Sirt1, an NAD+-dependent protein deacylase, has recently emerged as an important regulator of angiogenesis and endothelial dysfunction. Genetic ablation of Sirt1 abrogates postnatal vascular growth in vivo. In hindlimb ischemia model, Sirt1 deletion results in the impairment of skeletal muscle capillary growth. Most importantly, Sirt1 activation through pharmacological interventions has been a useful approach to reproduce the benefits imparted by it, including protection from diabetes, metabolic disorders, cardiovascular disease and neurodegeneration. While several Sirt1 activating compounds (STACs) have been identified that stimulate Sirt1 activity via allosteric mechanism, bioavailability of NAD+ cofactor remains a critical determinant of Sirt1 activity in aged and several diseases. During aging, NAD+ levels significantly decrease in several tissues in mammals. Boosting the levels of NAD+ using NAD+ precursor, such as nicotinamide mononucleotide (NMN), is emerging to be a promising approach to ameliorate metabolic abnormalities and age-related pathologies. The present study investigates if Sirt1 plays any role in remodeling muscle microvascular density and if NMN can be used to rescue age-associated decline in muscle microvascular density and exercise capacity.
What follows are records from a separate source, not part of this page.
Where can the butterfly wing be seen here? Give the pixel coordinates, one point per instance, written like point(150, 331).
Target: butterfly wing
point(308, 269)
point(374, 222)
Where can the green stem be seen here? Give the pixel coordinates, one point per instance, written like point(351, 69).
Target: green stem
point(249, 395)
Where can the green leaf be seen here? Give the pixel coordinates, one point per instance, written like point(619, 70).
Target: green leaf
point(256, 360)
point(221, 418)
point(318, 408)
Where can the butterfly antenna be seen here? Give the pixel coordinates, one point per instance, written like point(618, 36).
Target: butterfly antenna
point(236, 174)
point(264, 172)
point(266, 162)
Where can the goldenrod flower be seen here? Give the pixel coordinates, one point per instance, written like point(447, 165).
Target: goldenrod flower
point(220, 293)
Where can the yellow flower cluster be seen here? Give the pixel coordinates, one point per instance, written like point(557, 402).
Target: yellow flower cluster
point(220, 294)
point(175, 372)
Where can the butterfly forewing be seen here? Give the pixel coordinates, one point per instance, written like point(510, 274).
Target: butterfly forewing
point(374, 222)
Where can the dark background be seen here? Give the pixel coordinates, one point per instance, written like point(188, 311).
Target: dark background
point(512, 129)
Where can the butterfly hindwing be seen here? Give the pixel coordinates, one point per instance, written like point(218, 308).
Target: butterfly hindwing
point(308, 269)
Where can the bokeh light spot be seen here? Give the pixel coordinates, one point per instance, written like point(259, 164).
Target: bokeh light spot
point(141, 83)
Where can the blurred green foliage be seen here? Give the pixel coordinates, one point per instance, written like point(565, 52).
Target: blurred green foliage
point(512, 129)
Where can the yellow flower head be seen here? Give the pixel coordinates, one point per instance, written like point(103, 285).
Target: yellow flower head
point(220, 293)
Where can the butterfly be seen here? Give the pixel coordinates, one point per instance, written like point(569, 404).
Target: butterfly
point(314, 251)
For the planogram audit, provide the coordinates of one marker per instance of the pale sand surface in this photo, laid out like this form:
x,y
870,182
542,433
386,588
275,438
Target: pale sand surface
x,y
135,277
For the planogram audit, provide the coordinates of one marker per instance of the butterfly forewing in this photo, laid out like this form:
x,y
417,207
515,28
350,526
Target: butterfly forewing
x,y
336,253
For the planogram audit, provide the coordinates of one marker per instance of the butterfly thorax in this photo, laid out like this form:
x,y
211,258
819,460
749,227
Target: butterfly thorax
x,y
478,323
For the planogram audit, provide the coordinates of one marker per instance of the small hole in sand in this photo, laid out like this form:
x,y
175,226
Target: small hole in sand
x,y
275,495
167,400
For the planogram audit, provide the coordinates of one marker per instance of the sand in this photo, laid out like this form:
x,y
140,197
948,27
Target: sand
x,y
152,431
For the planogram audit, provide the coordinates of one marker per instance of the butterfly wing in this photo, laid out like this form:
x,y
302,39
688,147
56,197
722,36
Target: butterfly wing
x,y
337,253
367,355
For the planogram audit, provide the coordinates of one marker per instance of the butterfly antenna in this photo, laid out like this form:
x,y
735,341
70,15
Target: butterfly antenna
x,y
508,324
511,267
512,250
We, hereby, report that we have identified Sirt1 as a critical regulator of skeletal muscle microvascular remodeling during aging and exercise. To this end we have generated endothelial cell-specific Sirt1 knockout and overexpressing mice to study the role of Sirt1 in muscle capillaries in vivo. Our data showed that Sirt1 loss-of-function in murine muscle capillaries resulted in 50% decrease in muscle capillary density by 6 months of age. This eventually led to a decline in exercise capacity in these mice. Using exercise-mimetic mice that have muscle-specific PGC1α overexpression, we have demonstrated that Sirt1 in endothelium is required for PGC1α-mediated angiogenesis in muscle. Moreover, we showed that endothelial-specific Sirt1 deletion in these mice reduced their exercise capacity in spite of PGC1α overexpression. Subsequently, we showed that gain-of-function of Sirt1 in endothelial cells prevent age-associated decline in muscle capillary density and exercise capacity in mice. After confirming the role of endothelial Sirt1 in muscle microvasculature remodeling and exercise capacity we investigated the possibility of reproducing these beneficial effects Sirt1 by pharmacologically raising NAD+ levels in old mice. We supplemented NMN at 300mg/kg/day in the drinking water of 18 months old chow-fed mice. After two months of NMN feeding, we observed a robust improvement in exercise capacity of old mice, where NMN-fed old mice ran two times greater distance compared to vehicle-fed old mice in a treadmill test. We also observed that systemic administration of NMN reversed the age-associated decline in muscle capillary density, where NMN-fed mice have higher capillary density compared to vehicle-fed mice. Next we validated the role of NMN and its Sirt1-dependency in regulating endothelial function using ex vivo and in vitro angiogenesis assays. Results from these assays confirmed that Sirt1 regulates NMN-mediated pro-angiogenic properties in endothelial cells. Identifying the therapeutic role of NMN in modulating vascular density will be of high clinical significance in the treatment of diseases with vascular insufficiency such as peripheral artery disease, myocardial ischemia, vascular disease of the central nervous system, erectile dysfunction, and wound healing.